While immigration has always played a prominent, if controversial, role in the United States and Canada, it is a far more contentious issue in the rest of the developed world. Most European countries have more homogeneous societies than those of North America, and deeply entrenched resistance to immigration, especially by people from non-European countries, has fueled support for right-wing politicians like France's Jean-Marie Le Pen. Anti-immigrant sentiment has occasionally escalated into violence, such as the firebombings of housing for Turkish “guest workers” in Germany during the 1980s.
Still, immigration has become more acceptable throughout much of Europe in the past decade, and many of the “guest workers” who come from North Africa, Turkey and other places in search of jobs have stayed and even gained citizenship. “Immigrants are continuing to move to Europe, bringing their cultures and their religions with them,” Mosher says. “Intermarriage also is increasing.” Japan has been much less hospitable to foreigners. “Immigration is a very sensitive subject in Japan,” Mosher says, “and it is unlikely to be used in the short term to address the growing shortfall of workers there.”
Advocates of population-control programs dismiss the concern over shrinking birthrates. “We are delighted to see falling birthrates in our lifetimes, and will continue to encourage the trend,” says Robert Engelman, director of Population Action International's program on population and the environment. “I don't want to minimize the problems associated with aging populations. But because this is a slow process, societies will have plenty of time to adjust to the economic and political stresses by increasing immigration from parts of the world where population will continue to rise for some time.”
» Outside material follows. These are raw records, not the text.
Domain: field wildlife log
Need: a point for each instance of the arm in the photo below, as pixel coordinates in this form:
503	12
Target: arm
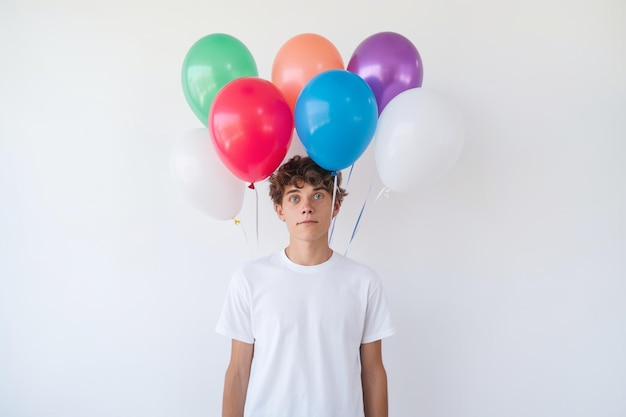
374	380
236	380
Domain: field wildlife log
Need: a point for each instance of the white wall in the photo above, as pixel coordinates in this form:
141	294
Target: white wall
507	277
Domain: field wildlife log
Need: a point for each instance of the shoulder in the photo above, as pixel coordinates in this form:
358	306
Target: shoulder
355	268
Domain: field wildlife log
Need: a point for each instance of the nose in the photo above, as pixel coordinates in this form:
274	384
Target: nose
307	207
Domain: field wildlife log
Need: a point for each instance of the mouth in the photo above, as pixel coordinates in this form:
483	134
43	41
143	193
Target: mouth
305	222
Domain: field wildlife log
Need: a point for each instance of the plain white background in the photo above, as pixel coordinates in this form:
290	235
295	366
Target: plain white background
507	277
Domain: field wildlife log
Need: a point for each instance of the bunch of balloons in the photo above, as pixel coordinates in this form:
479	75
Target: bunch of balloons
335	110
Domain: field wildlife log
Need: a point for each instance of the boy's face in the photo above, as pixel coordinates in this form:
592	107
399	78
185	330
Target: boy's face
307	212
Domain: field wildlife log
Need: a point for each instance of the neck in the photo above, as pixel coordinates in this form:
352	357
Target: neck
308	254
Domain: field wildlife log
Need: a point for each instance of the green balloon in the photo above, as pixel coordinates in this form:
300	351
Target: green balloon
211	63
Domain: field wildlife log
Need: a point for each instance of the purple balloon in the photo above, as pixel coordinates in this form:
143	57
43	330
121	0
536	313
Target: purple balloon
389	63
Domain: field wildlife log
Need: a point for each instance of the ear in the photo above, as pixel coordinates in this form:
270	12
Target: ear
337	207
279	211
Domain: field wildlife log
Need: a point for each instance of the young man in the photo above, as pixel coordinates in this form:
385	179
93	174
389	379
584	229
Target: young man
306	323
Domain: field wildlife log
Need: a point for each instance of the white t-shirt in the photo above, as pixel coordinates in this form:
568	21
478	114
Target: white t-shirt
307	324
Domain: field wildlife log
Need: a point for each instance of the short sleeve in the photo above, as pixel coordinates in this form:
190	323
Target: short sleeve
235	320
378	320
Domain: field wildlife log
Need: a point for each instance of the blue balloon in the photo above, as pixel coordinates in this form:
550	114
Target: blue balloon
335	117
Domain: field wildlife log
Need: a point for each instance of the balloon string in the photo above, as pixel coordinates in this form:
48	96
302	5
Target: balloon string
349	175
245	235
358	220
256	193
332	209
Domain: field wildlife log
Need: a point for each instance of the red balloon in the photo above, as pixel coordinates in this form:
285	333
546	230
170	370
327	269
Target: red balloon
251	125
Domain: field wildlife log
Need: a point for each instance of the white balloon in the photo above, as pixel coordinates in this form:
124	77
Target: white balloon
206	181
418	139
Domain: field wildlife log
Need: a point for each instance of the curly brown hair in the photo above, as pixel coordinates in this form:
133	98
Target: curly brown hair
301	170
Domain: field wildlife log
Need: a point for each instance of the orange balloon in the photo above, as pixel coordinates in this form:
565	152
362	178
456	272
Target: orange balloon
300	59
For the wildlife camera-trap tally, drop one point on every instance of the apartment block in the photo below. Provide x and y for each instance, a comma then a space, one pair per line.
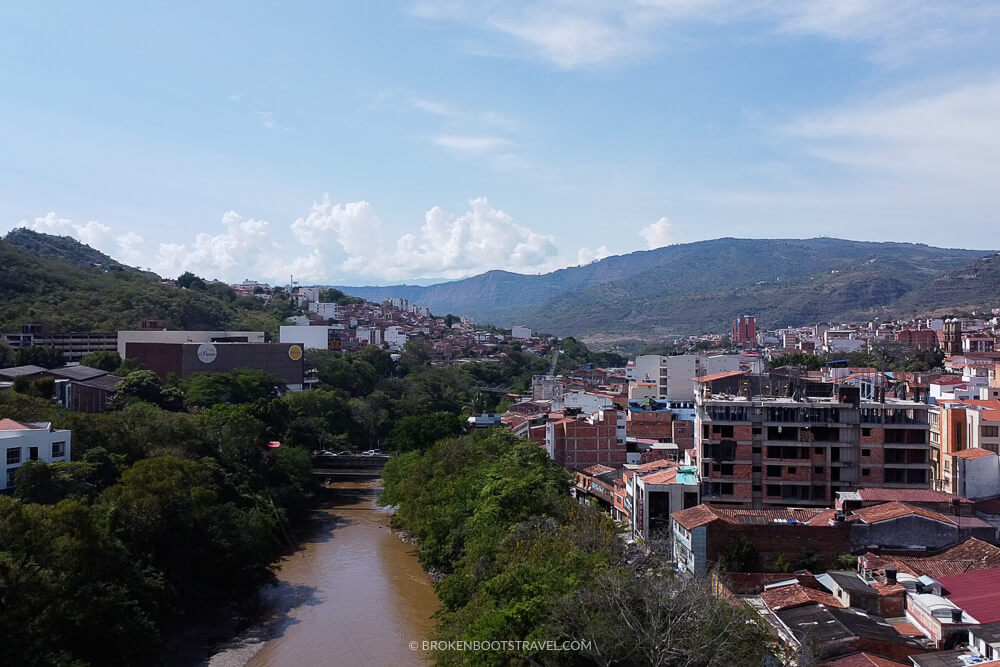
763, 451
586, 441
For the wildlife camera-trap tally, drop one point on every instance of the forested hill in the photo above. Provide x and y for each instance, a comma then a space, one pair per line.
97, 296
699, 287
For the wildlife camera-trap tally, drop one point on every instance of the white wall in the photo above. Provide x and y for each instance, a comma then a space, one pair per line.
162, 336
22, 440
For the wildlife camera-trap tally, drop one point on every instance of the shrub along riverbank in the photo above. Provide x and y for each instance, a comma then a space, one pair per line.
524, 561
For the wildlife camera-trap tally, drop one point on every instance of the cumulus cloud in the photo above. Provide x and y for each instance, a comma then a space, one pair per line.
470, 144
579, 34
658, 234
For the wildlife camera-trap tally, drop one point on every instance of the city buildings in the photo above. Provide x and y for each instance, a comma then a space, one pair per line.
21, 442
765, 451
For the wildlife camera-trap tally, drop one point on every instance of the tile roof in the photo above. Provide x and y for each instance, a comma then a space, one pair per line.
719, 376
668, 476
796, 595
78, 372
973, 454
895, 510
597, 469
694, 517
908, 496
864, 660
18, 371
977, 593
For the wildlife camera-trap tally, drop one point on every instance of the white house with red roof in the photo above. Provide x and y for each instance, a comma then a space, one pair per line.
21, 442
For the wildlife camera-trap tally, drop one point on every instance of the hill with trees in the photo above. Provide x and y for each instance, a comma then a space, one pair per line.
700, 287
73, 293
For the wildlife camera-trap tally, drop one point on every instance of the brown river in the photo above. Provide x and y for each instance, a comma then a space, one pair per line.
353, 594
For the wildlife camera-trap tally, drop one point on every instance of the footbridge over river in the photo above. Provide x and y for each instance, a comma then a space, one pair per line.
349, 466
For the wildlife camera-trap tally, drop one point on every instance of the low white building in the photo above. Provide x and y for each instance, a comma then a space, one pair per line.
327, 310
523, 333
165, 336
21, 442
311, 337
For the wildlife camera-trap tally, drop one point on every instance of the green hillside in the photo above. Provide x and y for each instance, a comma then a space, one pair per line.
69, 297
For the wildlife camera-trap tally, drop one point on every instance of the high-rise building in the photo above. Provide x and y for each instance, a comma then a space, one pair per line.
764, 451
744, 330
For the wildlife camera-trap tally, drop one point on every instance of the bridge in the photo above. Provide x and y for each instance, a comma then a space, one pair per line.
352, 466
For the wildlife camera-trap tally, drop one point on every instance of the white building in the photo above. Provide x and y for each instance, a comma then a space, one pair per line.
395, 337
674, 375
327, 310
523, 333
21, 442
164, 336
311, 338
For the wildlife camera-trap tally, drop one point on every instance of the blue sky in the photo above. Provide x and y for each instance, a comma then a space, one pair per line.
384, 142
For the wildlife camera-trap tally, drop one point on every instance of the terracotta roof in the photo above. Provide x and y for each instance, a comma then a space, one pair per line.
796, 595
895, 510
668, 476
973, 453
11, 425
694, 517
864, 660
719, 376
908, 496
597, 469
654, 465
976, 593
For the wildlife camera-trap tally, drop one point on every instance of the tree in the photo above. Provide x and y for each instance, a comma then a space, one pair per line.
145, 386
421, 431
188, 280
105, 360
37, 355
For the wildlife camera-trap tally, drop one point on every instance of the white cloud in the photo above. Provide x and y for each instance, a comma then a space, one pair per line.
470, 144
334, 240
577, 33
658, 234
585, 255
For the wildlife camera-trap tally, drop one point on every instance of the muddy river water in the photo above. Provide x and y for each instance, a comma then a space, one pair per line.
354, 594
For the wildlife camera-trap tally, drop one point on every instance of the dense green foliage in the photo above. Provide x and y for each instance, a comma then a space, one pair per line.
523, 561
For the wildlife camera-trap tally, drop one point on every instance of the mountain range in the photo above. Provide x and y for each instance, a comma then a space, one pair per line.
700, 287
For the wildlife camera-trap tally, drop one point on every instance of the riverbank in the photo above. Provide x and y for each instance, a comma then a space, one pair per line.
353, 593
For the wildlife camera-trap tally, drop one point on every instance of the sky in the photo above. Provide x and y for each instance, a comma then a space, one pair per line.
414, 141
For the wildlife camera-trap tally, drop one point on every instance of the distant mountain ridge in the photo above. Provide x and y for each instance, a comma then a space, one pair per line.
699, 287
62, 247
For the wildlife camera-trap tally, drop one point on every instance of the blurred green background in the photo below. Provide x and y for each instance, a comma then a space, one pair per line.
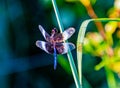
23, 65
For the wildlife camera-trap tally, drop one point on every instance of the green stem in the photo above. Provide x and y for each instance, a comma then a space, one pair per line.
110, 78
80, 40
70, 57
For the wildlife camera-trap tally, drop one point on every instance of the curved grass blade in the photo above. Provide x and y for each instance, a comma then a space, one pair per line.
80, 40
70, 57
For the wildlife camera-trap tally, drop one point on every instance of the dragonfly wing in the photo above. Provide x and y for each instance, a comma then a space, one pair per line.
44, 33
63, 48
65, 35
68, 33
46, 46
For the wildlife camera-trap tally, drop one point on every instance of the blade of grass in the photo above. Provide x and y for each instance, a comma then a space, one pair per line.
80, 40
70, 57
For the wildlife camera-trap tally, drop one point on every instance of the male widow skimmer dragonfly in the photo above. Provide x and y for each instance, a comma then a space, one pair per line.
55, 43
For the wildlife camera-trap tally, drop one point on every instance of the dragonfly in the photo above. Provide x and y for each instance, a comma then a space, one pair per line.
54, 43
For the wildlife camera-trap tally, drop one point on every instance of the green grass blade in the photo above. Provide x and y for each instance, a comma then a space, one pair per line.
80, 40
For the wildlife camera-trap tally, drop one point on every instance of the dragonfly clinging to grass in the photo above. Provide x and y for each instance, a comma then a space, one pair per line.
55, 42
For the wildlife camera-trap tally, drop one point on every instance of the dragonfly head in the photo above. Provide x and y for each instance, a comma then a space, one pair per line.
54, 31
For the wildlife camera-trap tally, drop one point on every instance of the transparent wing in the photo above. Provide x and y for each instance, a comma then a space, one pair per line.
46, 46
63, 48
44, 33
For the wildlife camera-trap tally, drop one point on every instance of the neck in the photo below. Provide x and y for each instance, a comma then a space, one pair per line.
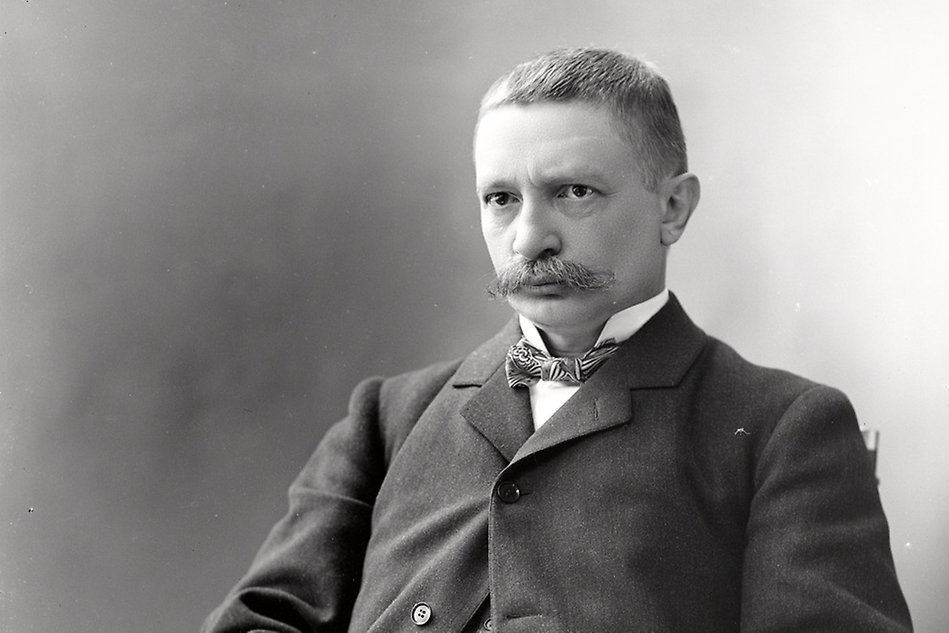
570, 344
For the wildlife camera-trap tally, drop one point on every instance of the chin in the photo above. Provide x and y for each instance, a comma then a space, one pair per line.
553, 311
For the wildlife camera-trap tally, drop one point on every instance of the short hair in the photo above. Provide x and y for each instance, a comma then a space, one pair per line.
631, 89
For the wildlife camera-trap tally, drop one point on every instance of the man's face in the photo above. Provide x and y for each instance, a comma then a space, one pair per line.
557, 180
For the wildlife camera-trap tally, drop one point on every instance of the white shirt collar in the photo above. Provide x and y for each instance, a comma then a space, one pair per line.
618, 327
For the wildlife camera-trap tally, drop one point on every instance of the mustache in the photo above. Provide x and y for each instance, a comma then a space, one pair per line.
527, 272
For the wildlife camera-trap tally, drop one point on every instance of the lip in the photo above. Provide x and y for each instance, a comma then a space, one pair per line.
548, 286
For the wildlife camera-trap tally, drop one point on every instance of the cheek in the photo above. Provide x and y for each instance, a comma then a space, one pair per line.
497, 244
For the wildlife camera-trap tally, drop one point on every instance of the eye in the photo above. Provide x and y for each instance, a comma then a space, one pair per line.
499, 199
576, 192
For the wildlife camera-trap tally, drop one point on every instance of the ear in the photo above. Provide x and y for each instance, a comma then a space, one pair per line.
678, 195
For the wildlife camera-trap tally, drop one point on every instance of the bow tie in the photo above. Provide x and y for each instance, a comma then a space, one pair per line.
526, 364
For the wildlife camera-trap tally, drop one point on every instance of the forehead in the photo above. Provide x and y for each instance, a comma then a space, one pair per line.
549, 137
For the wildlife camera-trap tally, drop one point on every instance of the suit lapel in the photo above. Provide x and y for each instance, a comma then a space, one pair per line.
657, 356
501, 414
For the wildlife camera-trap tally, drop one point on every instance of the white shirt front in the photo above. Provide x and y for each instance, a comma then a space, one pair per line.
546, 395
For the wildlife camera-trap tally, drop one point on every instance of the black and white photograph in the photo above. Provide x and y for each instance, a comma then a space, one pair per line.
456, 317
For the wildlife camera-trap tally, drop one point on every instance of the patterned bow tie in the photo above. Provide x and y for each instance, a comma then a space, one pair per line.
526, 364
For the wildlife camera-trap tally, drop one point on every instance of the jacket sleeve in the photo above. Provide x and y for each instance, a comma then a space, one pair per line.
307, 573
817, 554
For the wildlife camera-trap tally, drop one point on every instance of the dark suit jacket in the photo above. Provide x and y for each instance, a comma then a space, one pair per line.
680, 489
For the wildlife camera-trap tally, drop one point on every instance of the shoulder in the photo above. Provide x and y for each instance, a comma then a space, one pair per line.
393, 405
770, 408
736, 380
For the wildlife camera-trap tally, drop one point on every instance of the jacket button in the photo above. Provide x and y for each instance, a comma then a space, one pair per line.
508, 492
421, 614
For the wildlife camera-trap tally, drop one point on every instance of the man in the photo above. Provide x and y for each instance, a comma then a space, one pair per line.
601, 464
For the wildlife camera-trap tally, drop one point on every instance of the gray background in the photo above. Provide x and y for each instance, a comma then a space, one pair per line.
216, 217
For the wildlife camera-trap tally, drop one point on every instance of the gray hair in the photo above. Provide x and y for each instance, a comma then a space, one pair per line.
632, 90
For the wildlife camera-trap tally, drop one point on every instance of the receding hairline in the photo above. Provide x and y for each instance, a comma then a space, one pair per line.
630, 88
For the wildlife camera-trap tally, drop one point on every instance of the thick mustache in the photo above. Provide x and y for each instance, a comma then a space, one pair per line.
549, 270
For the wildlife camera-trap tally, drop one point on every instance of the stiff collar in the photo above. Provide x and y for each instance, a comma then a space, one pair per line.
657, 355
618, 327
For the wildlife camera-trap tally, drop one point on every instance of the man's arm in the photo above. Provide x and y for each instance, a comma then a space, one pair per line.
817, 554
307, 573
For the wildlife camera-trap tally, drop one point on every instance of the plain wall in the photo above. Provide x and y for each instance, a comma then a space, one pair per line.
216, 218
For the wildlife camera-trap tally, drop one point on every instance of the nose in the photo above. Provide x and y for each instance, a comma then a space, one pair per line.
536, 234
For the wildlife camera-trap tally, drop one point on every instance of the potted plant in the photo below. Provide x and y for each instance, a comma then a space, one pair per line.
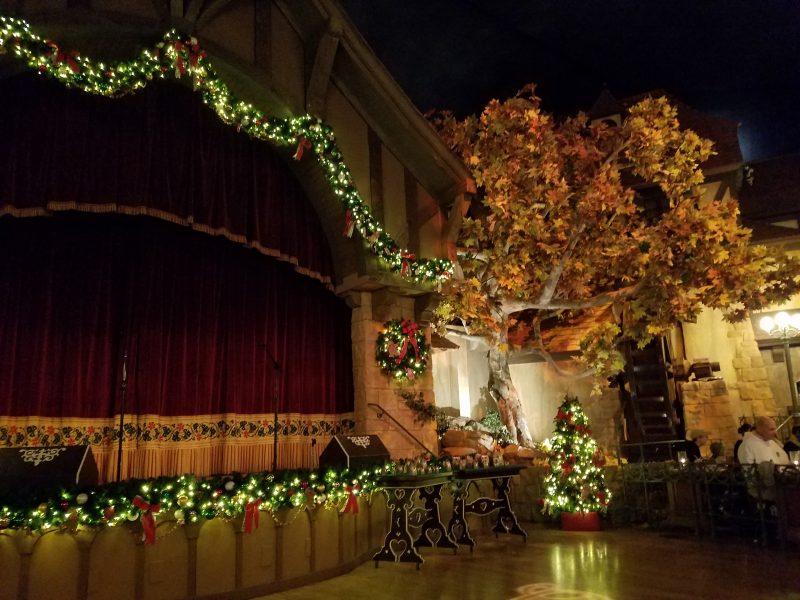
574, 486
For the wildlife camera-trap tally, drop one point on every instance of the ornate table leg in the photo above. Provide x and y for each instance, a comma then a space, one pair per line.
432, 495
399, 500
501, 485
458, 520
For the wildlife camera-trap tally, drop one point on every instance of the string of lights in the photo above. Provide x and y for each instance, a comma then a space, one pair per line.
181, 57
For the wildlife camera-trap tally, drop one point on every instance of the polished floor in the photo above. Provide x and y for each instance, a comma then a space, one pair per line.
556, 565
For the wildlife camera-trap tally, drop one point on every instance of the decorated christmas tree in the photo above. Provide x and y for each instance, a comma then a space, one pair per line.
575, 481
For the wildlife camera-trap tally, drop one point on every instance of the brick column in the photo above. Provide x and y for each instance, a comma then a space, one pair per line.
751, 394
707, 405
372, 386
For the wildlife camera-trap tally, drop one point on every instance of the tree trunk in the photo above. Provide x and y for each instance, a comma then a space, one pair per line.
505, 394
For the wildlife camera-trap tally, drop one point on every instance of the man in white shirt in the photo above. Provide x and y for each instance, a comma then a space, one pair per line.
759, 447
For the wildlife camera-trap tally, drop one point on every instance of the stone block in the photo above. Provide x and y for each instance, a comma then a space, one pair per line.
747, 391
754, 374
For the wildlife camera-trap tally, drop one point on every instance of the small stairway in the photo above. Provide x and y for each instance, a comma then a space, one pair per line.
646, 401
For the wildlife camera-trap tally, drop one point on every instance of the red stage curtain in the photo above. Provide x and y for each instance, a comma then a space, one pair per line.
159, 152
197, 316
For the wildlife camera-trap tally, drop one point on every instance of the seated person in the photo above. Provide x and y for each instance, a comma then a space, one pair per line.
793, 443
698, 438
759, 447
717, 452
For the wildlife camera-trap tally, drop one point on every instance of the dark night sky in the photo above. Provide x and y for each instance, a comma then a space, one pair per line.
738, 59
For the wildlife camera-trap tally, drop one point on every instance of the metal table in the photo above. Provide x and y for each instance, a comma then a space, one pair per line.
400, 490
458, 528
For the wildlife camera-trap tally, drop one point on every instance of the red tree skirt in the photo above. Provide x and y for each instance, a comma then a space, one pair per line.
580, 522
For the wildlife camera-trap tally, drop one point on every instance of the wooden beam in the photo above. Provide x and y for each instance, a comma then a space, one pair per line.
318, 83
412, 197
193, 10
262, 42
212, 10
456, 217
176, 9
162, 8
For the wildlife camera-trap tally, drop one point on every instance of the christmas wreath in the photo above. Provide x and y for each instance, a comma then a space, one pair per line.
401, 350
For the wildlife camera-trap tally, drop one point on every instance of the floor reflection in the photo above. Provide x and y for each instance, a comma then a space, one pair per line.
587, 563
552, 591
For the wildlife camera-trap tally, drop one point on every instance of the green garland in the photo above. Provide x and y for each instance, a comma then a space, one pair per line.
180, 56
186, 498
401, 350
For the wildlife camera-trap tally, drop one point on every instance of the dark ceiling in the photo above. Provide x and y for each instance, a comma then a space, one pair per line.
738, 59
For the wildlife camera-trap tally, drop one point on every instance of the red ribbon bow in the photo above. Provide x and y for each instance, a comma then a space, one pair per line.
409, 329
352, 501
349, 223
148, 520
62, 57
251, 515
195, 54
302, 145
405, 267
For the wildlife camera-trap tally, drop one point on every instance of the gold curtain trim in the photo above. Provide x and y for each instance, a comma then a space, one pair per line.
52, 207
204, 450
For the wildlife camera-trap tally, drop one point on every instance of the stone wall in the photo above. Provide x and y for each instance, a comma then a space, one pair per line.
373, 387
751, 395
717, 406
707, 405
604, 413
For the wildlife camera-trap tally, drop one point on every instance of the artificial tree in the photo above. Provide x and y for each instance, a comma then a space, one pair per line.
559, 232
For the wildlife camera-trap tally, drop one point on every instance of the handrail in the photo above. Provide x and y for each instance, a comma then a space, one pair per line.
382, 411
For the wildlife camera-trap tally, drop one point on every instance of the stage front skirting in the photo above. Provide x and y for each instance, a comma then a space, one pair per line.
189, 323
155, 445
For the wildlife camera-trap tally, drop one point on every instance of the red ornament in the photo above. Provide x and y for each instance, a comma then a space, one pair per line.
302, 145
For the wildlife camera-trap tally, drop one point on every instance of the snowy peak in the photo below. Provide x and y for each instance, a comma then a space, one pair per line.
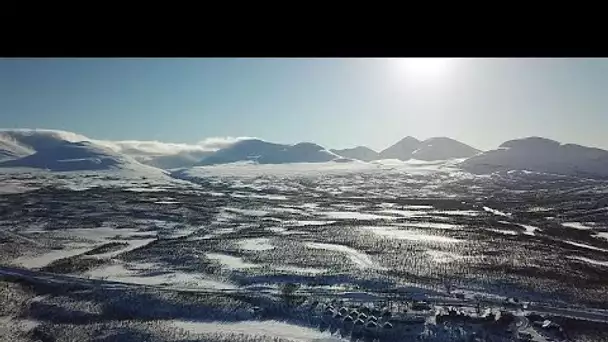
263, 152
360, 153
541, 155
438, 148
401, 150
442, 148
535, 143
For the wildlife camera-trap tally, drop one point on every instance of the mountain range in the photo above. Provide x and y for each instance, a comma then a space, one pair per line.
67, 151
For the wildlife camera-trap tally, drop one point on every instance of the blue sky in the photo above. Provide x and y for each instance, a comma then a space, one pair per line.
334, 102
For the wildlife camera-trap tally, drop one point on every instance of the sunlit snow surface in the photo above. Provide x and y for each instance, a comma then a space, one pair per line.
340, 231
260, 329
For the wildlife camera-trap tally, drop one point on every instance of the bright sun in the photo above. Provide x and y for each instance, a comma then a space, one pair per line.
423, 69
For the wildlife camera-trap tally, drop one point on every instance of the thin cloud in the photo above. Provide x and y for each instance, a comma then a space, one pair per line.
136, 148
159, 148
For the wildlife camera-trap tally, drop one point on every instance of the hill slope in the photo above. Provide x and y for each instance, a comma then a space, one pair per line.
541, 155
442, 148
401, 150
360, 153
61, 151
263, 152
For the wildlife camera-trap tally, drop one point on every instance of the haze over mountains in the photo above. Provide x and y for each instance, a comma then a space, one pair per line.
67, 151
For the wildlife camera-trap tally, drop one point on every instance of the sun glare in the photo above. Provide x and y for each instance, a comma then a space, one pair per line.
423, 69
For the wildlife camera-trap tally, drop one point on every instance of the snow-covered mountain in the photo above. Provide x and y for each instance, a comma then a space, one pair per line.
439, 148
263, 152
442, 148
401, 150
174, 161
61, 151
541, 155
360, 153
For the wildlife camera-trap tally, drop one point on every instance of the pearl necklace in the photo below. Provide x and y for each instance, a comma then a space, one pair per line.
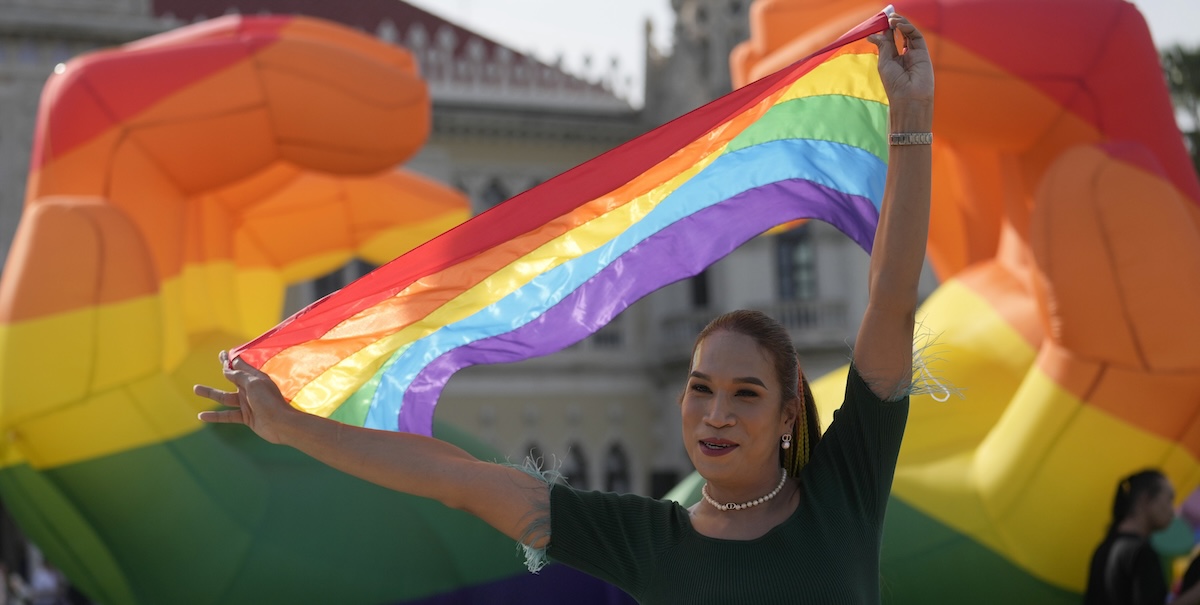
731, 505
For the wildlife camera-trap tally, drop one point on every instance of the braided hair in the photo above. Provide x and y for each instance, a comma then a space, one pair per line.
777, 342
1141, 484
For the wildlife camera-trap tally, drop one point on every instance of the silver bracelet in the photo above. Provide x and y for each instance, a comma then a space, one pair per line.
911, 138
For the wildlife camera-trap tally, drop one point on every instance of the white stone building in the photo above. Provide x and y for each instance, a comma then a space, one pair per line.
606, 407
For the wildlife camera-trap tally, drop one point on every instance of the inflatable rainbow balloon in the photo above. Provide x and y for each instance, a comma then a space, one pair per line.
1067, 234
178, 185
Of course, immigration will be a viable solution to depopulation only as long as humanity continues to grow in number in other parts of the world. Those who worry about falling population point to the United Nations' most conservative projections, which suggest that global population could begin to shrink as early as 2040. But others see little cause for concern.
“If world population starts to fall in 2040, so what?” Engelman asks. “Please identify the danger of population decline that starts at a level much higher than today's and at worst may bring population down to levels seen earlier in the 20th century. There's only so much fresh water, so much atmosphere to absorb the waste greenhouse gases we inject into it every day, so much forest, so much land that can be cultivated. When you consider the enormity of these problems, there's nothing to be afraid of with gradual population decline.”